Il tapota l'épaule de la jeune femme, puis l'esprit fit signe d'avancer vers cette vallée enchanteresse. C'est alors que Luna remarqua que le flanc de montagne le plus éloigné qu'elle pouvait apercevoir se couvrait d'une couche bleutée. Un rideau qui l'empêchait de voir plus loin. Pendant un instant, Luna pensa que sans ce rideau bleu, elle pourrait apercevoir la limite du monde. Elle continua à contempler les alentours tout en descendant. Derrière elle, le petit temple dans lequel elle s'était réveillée avait complètement disparu. Cela lui indiquait qu'elle avançait. Pourtant, la plaine semblait s'éloigner d'elle et s'agrandir. Ce qui semblait être une petite plaine se révéla être immense. Cet effet de perspectives impressionna Luna. Ce qui lui semblait si petit du haut des monts se révéla démesurément plus grand qu'elle ne le pensait. C'est alors qu'elle regarda la jonction entre le ciel et le voile bleuté au loin. Peut-être était-ce simplement la limite du monde. Il n'y avait possiblement rien derrière. Cette pensée lui donna froid dans le dos. Instinctivement, elle pointa le rideau bleu et elle posa la question à son ami :
― Cette barrière bleue, est-ce le bout du monde?
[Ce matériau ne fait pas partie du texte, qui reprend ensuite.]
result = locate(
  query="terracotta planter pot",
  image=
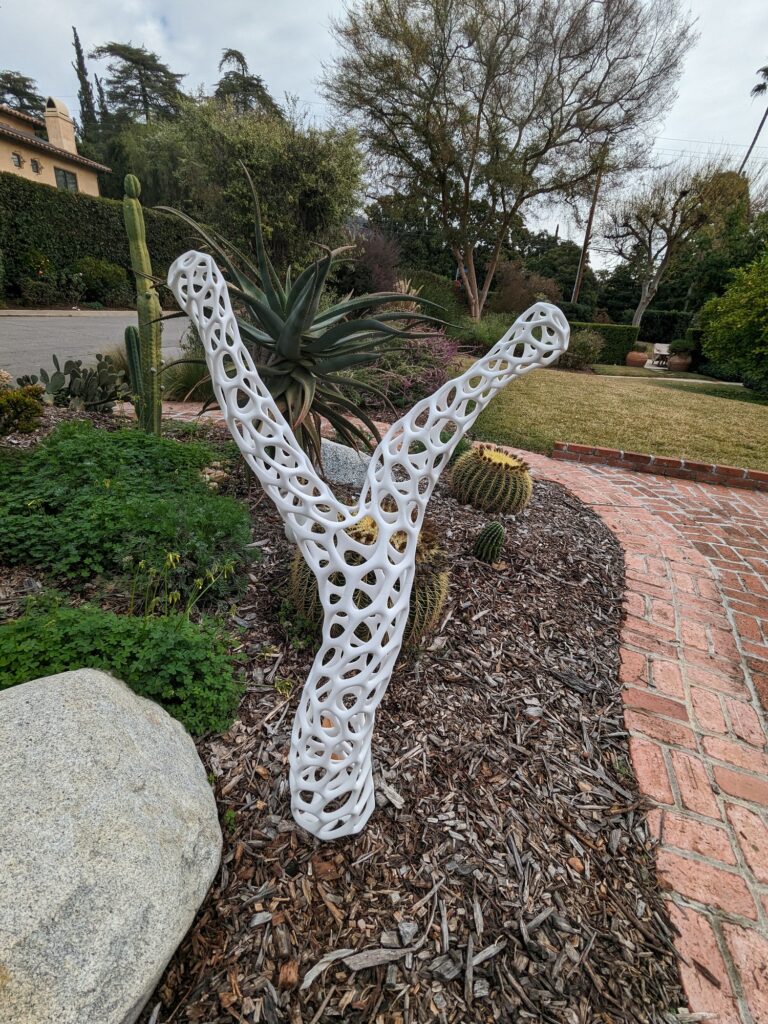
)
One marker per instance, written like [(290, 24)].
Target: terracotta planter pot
[(679, 363), (636, 358)]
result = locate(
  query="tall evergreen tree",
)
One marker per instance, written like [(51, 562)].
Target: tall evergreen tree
[(103, 111), (244, 90), (20, 92), (138, 85), (88, 119)]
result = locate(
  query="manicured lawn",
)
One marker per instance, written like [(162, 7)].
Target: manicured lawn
[(608, 371), (706, 423)]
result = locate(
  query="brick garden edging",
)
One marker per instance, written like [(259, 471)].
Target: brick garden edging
[(685, 469), (694, 659)]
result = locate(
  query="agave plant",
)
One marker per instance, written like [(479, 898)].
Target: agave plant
[(304, 354)]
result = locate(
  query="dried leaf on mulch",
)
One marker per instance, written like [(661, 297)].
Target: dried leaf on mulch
[(506, 875)]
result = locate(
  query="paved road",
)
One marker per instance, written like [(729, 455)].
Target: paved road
[(27, 342)]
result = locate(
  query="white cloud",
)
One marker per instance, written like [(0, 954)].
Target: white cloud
[(286, 42)]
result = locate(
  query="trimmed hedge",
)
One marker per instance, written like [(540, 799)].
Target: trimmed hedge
[(660, 327), (617, 340), (65, 227)]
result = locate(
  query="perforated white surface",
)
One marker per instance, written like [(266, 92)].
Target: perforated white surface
[(332, 791)]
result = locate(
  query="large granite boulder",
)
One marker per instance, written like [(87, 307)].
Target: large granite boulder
[(109, 842)]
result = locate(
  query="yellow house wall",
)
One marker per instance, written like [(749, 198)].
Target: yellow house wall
[(87, 180)]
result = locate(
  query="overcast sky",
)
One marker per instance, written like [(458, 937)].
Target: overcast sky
[(286, 41)]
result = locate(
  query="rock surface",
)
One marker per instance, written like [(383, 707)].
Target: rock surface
[(109, 842), (343, 465)]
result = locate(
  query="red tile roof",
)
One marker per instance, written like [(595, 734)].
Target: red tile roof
[(38, 122), (39, 143)]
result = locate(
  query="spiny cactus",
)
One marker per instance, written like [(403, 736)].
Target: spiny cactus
[(427, 596), (143, 346), (491, 479), (489, 543), (82, 387)]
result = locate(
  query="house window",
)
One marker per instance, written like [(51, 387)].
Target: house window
[(66, 180)]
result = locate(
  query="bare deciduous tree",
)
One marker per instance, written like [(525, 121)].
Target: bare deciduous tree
[(487, 104), (652, 225)]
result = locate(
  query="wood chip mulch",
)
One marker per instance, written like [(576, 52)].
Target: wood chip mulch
[(506, 875)]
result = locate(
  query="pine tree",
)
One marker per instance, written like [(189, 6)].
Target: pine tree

Sans même réfléchir, Arbol avoua :
― Certainement. Le monde n'est pas sans fin. Il y a une limite à tout. Ce pour quoi je suis resté surpris lorsque tu as dit que tu étais la reine du globe. C'est une drôle de façon de décrire le monde. Mais, je n'ai pas senti le besoin de te le faire remarquer parce que tu étais si heureuse à ce moment. Peut-être que tu pensais que la terre était sphérique puisque le soleil forme un arc au-dessus de notre tête.
Luna réfléchit un instant. Pourquoi avoir nommé le monde de cette façon puisque rien n'indiquait la forme d'un globe. Toutefois, un souvenir enfoui l'avait poussé à utiliser cette appellation. Au même moment, Arbol sentit un combat naître dans le cœur de son hôte entre ce qu'elle savait et ce qu'elle croyait savoir. Impuissant, l'esprit espéra que cela allait lui passer. Au contraire, Luna se doutait qu'elle allait continuer d'être tourmentée encore longtemps par son passé inconnu.
Puis, pendant sa descente, Luna croisa de nouveau quelques arbres. Lorsqu'elle arriva à quelque pas d'eux, des esprits comme Arbol apparurent. Elle les salua et ils la saluèrent en retour. Elle en croisa des centaines avant d'enfin mettre les pieds sur le plateau qui s'étalait dorénavant à perte de vue. L'air était devenu plus chaud à cette hauteur et les bourrasques de vent qui fouettaient le visage de Luna ne purent l'empêcher de sourire.
À la suite d'une longue marche sur le plateau, le duo distingua au loin des formes qui bougeaient rapidement comme Luna le faisait. Lorsque Arbol les aperçut, il se tourna vers un arbre non loin d'eux et s'adressa à celui-ci.
― Est-ce les formes qui bougent rapidement dont nous avons si souvent entendu parler?
― Oui, elle bouge très vite, dit l'arbre.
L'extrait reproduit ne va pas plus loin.